Execution management

AI tasks have to be executed along with the other tasks of the game engine. For movement and decision making, the AI should regularly be polled. Furthermore, some tasks are created depending on the game state, such as a pathfinding operation for a character.

For each AI task, a frequency (how often should it be called?) and a phase can be defined. The phase defines the offset of the periodic call to a later frame. Using a good phasing, several tasks can be spread out over several frames instead of always slowing down every N’th frame.

Several methods for building a good scheduler exist. One method is “Wright’s method”, where we simulate ahead the next frames and count the number of tasks that will be run in each frame. Then, the frame with the lowest number of tasks is found. If all tasks before have been added in this fashion, it is propable that this frame is a good candidate to add the task.

Interruptible tasks and anytime algorithms

Since AI tasks often do not need to give an answer or result in something visible each frame (as compared to many graphical tasks), we can use algorithms that can be interrupted. For example, A* can typically be interrupted and continue at a later point. In this way, the pathfinding can be spread out over several frames.

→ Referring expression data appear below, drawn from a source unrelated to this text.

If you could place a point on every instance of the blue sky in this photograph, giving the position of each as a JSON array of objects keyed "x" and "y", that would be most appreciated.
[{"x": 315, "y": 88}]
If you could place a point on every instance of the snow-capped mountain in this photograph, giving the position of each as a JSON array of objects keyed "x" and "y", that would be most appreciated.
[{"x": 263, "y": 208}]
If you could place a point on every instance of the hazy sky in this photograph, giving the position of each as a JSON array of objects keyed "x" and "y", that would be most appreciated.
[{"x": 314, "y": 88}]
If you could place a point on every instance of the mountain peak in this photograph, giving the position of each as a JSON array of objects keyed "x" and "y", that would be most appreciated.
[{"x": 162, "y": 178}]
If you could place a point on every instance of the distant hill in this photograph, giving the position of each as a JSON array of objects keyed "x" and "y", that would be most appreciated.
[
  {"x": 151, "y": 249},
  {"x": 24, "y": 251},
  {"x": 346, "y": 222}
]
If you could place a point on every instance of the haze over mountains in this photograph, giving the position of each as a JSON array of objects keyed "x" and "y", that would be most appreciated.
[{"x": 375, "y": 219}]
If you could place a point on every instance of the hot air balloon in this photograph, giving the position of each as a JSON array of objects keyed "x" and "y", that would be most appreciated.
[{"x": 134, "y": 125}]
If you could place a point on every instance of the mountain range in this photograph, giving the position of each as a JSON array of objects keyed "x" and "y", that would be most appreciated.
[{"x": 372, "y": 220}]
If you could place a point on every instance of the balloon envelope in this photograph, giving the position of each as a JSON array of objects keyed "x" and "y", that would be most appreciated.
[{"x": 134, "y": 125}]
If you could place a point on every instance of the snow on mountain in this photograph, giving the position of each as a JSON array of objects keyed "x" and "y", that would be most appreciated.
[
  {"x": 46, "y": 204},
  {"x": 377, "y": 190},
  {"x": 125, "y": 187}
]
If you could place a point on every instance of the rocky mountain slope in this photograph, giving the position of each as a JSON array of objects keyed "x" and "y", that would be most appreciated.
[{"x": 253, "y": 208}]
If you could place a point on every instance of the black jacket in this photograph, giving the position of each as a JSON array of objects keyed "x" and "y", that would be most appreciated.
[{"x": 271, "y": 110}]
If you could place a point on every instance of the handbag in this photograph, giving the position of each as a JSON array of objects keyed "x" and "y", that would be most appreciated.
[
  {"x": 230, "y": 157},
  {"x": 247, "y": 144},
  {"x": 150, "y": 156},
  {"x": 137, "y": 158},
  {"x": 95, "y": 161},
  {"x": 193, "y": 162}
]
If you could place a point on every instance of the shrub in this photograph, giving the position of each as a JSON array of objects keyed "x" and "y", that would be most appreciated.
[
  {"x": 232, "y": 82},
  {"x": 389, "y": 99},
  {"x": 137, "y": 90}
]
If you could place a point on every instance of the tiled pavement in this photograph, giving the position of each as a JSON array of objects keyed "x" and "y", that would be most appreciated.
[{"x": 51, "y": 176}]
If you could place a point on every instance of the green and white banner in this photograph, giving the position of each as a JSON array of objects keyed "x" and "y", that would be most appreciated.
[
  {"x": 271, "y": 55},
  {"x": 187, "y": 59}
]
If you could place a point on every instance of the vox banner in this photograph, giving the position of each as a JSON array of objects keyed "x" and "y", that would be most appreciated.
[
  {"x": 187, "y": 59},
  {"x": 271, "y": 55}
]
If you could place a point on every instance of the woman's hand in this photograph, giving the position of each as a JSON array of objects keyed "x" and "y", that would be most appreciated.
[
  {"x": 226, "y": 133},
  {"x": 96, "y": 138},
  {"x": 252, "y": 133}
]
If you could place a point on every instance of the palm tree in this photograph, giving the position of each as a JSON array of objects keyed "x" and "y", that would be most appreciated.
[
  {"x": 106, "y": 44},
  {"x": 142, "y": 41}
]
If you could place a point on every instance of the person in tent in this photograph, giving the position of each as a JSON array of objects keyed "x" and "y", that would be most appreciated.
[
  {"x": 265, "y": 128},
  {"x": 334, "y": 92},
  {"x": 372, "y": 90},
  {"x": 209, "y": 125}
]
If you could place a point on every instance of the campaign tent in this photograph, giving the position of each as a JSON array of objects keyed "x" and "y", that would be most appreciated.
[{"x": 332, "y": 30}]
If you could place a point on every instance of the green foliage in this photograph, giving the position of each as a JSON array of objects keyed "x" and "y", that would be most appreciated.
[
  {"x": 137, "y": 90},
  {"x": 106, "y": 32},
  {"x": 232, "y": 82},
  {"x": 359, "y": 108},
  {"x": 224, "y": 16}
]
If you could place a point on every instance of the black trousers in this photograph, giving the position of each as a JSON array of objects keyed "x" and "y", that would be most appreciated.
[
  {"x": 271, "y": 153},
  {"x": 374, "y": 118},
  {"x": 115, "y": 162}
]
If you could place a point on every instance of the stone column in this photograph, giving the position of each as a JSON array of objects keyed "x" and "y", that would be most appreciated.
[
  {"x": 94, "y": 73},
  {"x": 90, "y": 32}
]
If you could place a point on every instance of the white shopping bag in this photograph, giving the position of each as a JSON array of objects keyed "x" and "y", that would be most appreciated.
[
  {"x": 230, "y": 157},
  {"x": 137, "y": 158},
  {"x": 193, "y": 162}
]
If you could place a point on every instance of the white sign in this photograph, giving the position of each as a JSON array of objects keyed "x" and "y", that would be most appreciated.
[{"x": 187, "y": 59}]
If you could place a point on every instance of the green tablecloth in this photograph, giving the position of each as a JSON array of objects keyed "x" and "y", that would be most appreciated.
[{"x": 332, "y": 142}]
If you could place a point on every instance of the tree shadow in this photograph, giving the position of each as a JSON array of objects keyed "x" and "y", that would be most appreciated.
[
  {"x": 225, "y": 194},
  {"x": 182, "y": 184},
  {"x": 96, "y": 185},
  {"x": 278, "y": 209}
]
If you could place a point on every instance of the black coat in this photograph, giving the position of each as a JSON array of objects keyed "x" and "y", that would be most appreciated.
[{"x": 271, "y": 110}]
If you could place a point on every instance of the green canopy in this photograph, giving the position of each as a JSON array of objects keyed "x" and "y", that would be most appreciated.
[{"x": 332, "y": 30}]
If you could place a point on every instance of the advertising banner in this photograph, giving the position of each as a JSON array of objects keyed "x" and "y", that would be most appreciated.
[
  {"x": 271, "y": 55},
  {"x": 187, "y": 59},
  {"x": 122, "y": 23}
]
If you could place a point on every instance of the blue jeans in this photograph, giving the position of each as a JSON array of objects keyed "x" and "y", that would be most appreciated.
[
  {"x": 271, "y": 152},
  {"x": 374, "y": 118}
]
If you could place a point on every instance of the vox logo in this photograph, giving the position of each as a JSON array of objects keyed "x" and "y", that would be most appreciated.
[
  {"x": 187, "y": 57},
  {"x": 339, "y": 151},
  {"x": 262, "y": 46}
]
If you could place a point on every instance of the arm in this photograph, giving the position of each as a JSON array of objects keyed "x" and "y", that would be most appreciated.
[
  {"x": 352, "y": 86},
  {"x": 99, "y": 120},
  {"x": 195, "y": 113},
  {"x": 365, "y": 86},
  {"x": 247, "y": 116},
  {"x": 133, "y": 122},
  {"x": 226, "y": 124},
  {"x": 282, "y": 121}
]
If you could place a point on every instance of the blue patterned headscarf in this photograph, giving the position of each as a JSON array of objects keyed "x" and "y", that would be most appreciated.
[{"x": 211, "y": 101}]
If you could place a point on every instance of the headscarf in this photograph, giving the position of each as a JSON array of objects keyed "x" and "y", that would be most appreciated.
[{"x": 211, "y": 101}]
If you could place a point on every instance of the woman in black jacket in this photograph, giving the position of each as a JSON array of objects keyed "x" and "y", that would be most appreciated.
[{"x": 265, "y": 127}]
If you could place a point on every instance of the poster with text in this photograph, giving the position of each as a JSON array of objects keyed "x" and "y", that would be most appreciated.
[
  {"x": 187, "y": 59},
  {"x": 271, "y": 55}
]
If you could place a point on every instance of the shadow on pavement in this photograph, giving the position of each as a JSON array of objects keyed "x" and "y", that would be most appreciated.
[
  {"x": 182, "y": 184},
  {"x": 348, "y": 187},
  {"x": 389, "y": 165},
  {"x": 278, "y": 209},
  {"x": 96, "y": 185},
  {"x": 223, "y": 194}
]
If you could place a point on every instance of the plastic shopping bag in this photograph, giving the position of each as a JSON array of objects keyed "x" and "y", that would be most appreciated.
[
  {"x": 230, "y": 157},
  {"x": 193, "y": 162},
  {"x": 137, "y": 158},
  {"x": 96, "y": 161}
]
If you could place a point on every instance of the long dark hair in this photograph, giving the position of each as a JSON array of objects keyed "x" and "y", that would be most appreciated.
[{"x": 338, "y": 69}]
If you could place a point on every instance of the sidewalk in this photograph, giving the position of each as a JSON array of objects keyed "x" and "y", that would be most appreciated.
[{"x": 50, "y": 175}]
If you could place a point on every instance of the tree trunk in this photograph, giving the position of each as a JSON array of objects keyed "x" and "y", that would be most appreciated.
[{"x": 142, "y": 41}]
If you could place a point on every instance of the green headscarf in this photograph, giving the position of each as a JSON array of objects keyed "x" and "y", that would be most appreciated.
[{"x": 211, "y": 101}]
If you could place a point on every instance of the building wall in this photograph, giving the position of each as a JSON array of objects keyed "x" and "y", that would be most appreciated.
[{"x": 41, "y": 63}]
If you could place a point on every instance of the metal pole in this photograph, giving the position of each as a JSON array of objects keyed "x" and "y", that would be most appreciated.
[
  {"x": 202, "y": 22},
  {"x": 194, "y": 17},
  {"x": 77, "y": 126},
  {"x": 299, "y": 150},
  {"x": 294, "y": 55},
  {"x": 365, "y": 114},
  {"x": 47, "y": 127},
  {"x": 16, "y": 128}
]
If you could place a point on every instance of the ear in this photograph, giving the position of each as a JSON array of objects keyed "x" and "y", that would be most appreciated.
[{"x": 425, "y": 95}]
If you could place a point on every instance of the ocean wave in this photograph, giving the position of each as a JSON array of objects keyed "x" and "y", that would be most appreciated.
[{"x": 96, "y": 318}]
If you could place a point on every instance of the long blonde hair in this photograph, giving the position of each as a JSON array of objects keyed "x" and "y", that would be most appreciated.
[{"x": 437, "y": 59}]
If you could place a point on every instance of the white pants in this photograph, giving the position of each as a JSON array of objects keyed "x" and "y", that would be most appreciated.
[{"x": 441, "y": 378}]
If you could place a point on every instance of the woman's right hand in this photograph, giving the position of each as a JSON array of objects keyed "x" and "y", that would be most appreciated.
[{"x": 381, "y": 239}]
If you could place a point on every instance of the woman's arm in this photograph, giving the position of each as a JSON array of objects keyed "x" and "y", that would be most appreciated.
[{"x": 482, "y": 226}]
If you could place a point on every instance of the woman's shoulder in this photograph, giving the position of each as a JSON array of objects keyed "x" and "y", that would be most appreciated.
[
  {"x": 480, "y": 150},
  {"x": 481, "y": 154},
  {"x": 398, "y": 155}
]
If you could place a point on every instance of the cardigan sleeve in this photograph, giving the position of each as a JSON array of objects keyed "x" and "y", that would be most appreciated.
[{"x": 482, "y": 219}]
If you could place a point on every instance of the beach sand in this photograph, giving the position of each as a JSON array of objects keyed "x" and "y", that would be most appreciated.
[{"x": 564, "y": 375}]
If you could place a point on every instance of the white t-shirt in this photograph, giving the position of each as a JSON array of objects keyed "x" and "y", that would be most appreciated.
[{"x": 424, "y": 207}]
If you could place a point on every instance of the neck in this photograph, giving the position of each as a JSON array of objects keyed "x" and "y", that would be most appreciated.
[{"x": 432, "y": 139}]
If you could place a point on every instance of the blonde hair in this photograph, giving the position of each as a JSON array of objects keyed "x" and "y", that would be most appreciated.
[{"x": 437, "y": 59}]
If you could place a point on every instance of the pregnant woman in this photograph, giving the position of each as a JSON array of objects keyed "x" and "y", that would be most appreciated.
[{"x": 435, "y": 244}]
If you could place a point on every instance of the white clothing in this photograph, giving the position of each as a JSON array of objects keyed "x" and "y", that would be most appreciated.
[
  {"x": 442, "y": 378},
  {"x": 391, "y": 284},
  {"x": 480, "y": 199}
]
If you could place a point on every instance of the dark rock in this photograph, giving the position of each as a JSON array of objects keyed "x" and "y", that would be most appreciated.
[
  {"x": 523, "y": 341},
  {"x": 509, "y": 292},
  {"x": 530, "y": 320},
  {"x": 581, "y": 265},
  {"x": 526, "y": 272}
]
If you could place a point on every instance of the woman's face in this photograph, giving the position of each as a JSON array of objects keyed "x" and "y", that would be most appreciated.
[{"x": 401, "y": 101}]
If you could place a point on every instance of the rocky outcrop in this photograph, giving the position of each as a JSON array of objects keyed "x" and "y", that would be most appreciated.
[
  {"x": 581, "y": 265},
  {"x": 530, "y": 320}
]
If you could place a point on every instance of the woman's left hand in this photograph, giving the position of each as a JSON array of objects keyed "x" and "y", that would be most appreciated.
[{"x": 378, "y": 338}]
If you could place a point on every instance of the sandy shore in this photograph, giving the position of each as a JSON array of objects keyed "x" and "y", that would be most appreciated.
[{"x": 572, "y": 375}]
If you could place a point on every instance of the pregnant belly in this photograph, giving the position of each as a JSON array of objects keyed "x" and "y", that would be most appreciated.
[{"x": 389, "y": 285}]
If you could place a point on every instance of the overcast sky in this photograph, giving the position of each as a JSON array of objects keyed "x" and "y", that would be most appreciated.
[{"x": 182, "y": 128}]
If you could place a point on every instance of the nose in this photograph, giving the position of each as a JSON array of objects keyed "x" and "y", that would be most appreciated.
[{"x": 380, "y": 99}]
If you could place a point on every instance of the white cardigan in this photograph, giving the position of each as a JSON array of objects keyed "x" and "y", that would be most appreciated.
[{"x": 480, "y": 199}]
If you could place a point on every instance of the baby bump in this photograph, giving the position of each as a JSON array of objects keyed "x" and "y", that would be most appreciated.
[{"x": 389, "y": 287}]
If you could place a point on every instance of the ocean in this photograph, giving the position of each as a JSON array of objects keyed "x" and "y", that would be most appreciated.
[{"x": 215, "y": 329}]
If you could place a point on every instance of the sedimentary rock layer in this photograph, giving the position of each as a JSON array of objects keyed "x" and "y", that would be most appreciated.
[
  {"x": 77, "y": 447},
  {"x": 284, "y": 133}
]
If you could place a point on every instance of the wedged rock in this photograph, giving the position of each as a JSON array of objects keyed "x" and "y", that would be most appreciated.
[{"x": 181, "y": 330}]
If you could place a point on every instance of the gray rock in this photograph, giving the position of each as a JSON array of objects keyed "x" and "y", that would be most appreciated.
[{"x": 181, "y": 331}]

A special class of algorithms in this regard are Anytime algorithms, which are built with the intent of being interruptible, and at the same time being able to quickly give an approximation of the optimal answer. The more time they are given, the better the solution will be. An anytime A* variant might be able to produce a valid path very quickly, and then improve the path when it is called again. Compare this to a regular A* implementation, which will not provide a valid path until the computation is complete, and then will not be able to improve it with more time.